DEVICE = "mps" if torch.backends.mps.is_available() else "cuda" if torch.cuda.is_available() else "cpu"
NUM_CLASSES = 6
NUM_EPOCHS = 20
LR = 0.5e-3

model = STSANet().to(DEVICE)
optimizer = torch.optim.Adam(model.parameters(), lr=LR)
criterion = nn.CrossEntropyLoss()

scheduler = torch.optim.lr_scheduler.ReduceLROnPlateau(
    optimizer, mode='max', factor=0.5, patience=3
)

for epoch in range(NUM_EPOCHS):
    model.train()
    train_loss = 0.0

    train_preds_all = []
    train_labels_all = []

    for clips, labels in tqdm.tqdm(train_loader, desc="Training"):
        clips = clips.to(DEVICE, non_blocking=True)
        labels = labels.to(DEVICE, non_blocking=True).long()

        optimizer.zero_grad()

        outputs = model(clips)
        loss = criterion(outputs, labels)

        loss.backward()
        optimizer.step()

        train_loss += loss.item() * clips.size(0)

        _, preds = outputs.max(1)
        
        train_preds_all.append(preds.cpu().numpy())
        train_labels_all.append(labels.cpu().numpy())

    train_preds_all = np.concatenate(train_preds_all)
    train_labels_all = np.concatenate(train_labels_all)

    avg_train_loss = train_loss / len(train_labels_all)
    train_f1 = f1_score(train_labels_all, train_preds_all, average='macro')

    # validation
    model.eval()
    val_loss = 0.0
    val_preds_all = []
    val_labels_all = []

    with torch.no_grad():
        for clips, labels in tqdm.tqdm(val_loader, desc=f"Epoch {epoch+1} [Valid]"):
            clips = clips.to(DEVICE, non_blocking=True)
            labels = labels.to(DEVICE, non_blocking=True).long()

            outputs = model(clips)
            loss = criterion(outputs, labels)

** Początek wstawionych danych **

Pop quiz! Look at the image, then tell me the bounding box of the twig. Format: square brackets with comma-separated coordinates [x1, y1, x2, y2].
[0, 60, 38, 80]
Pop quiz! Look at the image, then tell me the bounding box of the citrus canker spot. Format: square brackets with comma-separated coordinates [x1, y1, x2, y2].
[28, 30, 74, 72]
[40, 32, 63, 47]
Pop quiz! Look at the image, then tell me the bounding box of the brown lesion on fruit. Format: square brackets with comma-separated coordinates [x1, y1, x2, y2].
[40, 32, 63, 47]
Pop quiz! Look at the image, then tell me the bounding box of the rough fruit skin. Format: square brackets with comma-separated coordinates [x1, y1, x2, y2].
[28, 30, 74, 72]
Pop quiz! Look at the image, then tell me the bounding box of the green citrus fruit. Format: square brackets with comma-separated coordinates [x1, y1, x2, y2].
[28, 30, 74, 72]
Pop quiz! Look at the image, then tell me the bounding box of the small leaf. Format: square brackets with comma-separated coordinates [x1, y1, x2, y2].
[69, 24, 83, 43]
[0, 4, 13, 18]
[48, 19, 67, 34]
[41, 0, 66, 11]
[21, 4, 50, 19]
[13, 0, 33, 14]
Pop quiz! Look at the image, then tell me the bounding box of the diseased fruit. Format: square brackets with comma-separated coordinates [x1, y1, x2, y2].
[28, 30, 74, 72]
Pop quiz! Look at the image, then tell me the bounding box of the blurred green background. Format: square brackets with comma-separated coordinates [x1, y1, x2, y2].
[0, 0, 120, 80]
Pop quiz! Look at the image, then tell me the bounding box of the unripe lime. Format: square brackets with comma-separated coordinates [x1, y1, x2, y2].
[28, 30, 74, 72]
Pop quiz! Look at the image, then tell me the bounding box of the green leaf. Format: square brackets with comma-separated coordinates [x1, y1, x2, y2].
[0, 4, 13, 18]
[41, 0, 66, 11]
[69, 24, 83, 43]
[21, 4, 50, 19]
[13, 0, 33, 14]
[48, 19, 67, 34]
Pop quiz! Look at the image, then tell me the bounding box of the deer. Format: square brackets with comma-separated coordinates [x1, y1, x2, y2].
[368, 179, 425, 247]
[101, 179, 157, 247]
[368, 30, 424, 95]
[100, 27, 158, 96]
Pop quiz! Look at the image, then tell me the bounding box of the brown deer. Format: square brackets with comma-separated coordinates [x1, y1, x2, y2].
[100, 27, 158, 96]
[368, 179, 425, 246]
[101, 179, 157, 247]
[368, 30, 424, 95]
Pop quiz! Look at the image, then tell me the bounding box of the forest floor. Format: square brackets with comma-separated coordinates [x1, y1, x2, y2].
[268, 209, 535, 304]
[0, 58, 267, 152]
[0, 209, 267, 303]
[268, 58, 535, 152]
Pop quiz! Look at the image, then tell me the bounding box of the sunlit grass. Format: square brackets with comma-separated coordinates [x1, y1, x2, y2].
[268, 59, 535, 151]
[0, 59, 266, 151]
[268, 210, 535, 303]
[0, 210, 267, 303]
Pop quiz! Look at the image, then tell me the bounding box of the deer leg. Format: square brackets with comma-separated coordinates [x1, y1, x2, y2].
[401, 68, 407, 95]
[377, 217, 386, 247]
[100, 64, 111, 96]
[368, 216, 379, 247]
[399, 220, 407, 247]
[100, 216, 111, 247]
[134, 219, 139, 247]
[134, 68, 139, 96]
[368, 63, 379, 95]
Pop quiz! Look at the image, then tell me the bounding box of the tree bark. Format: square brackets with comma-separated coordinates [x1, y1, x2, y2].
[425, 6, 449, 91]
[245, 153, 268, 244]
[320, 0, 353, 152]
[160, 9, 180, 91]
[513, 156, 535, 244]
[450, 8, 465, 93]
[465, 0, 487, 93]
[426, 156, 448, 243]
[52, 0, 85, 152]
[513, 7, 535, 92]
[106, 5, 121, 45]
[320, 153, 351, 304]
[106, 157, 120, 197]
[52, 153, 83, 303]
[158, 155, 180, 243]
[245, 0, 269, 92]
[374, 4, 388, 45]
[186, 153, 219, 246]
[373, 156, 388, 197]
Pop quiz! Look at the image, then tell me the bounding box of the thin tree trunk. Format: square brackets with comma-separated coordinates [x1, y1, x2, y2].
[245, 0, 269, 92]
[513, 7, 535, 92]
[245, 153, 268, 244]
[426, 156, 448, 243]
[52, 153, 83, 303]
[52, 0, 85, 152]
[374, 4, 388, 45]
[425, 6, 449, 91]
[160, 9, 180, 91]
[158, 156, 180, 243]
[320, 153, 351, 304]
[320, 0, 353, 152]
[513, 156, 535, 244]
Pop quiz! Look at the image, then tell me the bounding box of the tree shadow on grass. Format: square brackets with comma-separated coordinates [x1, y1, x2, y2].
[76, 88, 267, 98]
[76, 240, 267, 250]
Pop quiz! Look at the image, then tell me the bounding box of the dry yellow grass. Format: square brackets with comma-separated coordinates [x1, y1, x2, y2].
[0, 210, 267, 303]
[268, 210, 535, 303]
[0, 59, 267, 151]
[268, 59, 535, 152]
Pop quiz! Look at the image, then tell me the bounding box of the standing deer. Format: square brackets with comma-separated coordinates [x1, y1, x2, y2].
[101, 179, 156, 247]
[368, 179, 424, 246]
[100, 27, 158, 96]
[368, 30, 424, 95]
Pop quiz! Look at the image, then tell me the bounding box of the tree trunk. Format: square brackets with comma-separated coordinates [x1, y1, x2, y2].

            val_loss += loss.item() * clips.size(0)

            _, preds = outputs.max(1)
            
            val_preds_all.append(preds.cpu().numpy())
            val_labels_all.append(labels.cpu().numpy())

    val_preds_all = np.concatenate(val_preds_all)
    val_labels_all = np.concatenate(val_labels_all)

    avg_val_loss = val_loss / len(val_labels_all)
    val_f1 = f1_score(val_labels_all, val_preds_all, average='macro')

    scheduler.step(val_f1)

    print(
        f"Epoch [{epoch+1}/{NUM_EPOCHS}] "
        f"Train Loss: {avg_train_loss:.4f} | Train F1: {train_f1:.4f} "
        f"| Val Loss: {avg_val_loss:.4f} | Val F1: {val_f1:.4f}"
    )

### Analiza atencji modelu

TODO: Będzie trzeba dodać hooki do layerów modelu i zbierać gdzieś informacje o atencji i je wyplotować.